Two of the three failure modes I expected before building the loop showed up during development.
Context overflow hit first. The initial version kept full search snippets in the message history and ran out of room before the bundle was ready. The fix was the Write primitive from the context-engineering pattern: gathered sources are offloaded to the bundle file rather than carried in the message history. The loop reads from the bundle when it needs to, instead of from a growing transcript.
The missing stop condition appeared next.
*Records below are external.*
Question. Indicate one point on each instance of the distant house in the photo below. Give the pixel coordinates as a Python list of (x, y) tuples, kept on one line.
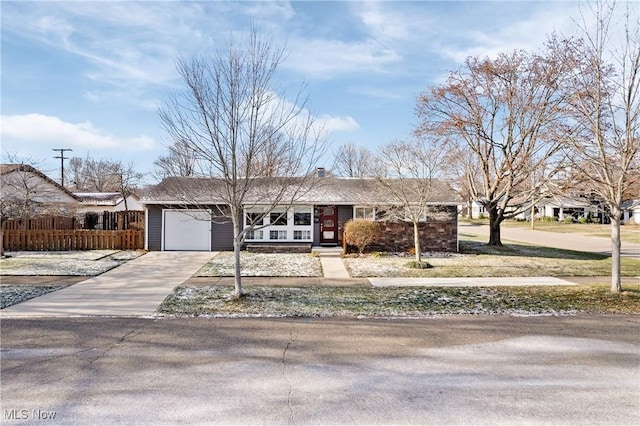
[(560, 208), (316, 219), (26, 191), (106, 201)]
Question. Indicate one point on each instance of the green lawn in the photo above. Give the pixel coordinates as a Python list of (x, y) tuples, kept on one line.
[(479, 260), (399, 302), (628, 233)]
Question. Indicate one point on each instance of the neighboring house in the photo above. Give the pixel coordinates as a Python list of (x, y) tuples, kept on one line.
[(553, 207), (631, 212), (560, 208), (98, 202), (26, 191), (317, 218)]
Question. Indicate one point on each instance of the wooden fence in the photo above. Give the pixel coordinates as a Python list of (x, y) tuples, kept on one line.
[(78, 239), (40, 223), (115, 221)]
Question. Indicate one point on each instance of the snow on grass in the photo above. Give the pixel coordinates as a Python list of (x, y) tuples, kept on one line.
[(397, 302), (81, 263), (263, 265)]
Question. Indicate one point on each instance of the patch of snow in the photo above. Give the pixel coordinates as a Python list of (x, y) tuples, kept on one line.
[(264, 265), (78, 263)]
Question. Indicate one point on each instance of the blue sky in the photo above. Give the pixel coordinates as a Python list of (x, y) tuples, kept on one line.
[(90, 76)]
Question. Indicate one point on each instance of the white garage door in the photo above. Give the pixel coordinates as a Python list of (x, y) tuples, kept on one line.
[(187, 231)]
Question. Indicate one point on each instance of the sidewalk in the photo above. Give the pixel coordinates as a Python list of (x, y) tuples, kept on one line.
[(133, 289)]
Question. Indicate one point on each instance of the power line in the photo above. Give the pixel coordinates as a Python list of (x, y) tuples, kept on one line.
[(62, 158)]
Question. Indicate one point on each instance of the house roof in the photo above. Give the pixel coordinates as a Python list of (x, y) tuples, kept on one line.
[(6, 169), (101, 198), (324, 190)]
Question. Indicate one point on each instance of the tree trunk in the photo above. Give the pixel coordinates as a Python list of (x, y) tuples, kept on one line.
[(494, 226), (533, 216), (416, 242), (236, 263), (616, 281)]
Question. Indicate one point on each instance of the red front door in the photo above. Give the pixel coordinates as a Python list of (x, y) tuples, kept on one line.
[(328, 225)]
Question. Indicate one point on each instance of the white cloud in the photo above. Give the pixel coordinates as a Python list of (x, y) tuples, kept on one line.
[(528, 32), (338, 124), (328, 58), (38, 128), (383, 22)]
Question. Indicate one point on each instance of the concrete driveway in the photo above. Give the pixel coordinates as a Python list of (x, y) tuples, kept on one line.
[(447, 370), (133, 289)]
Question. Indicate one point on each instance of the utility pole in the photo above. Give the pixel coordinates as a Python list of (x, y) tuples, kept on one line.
[(62, 158)]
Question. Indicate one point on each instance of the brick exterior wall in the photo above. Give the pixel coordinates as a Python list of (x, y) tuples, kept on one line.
[(438, 234)]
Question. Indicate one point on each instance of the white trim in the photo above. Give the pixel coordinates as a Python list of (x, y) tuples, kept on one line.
[(289, 228), (373, 212)]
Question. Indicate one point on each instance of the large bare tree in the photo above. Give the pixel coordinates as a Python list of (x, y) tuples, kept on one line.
[(253, 146), (409, 172), (503, 111), (603, 141), (354, 161), (180, 161)]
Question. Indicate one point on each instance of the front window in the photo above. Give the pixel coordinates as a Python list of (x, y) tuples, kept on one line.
[(278, 218), (254, 219), (302, 218), (254, 235), (277, 234), (301, 235), (368, 213)]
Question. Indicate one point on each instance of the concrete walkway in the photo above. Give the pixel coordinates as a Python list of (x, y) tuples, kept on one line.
[(568, 241), (133, 289)]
Without an explicit stop tool and an iteration guard, the agent looped past its useful work and re-searched the same ground. Adding a write_bundle tool that returns a written status, paired with a hard iteration cap, made the termination condition inspectable in the trace: a normal run ends with write_bundle returning written, and a stuck run ends with the trace closing on the cap. Both outcomes are explicitly labeled.
The third failure mode I expected, tool-description ambiguity, did not surface in the three-tool version. The names and descriptions are blunt enough that there is no overlap to confuse. I expect this becomes the real risk only when the tool set grows.
The SDK rebuild surfaced a different lesson. Moving the bundle procedure out of Python and into a Skill puts the standard in front of the model before it writes, instead of only catching mistakes at validation time. The PostToolUse hook then enforces the same standard after the artifact is produced. Pre-write specification plus post-write enforcement is more honest than either step alone, and it maps cleanly onto how validated systems are run in regulated work: define expected behavior, produce the artifact, check the artifact, and make any failure mode visible in the record.
DECISIONS.md records the design decisions for the raw harness.
SDK_DECISIONS.md records the decisions for the SDK rebuild.
COMPARISON.md explains what the raw harness implements manually and what the SDK path moves into project assets.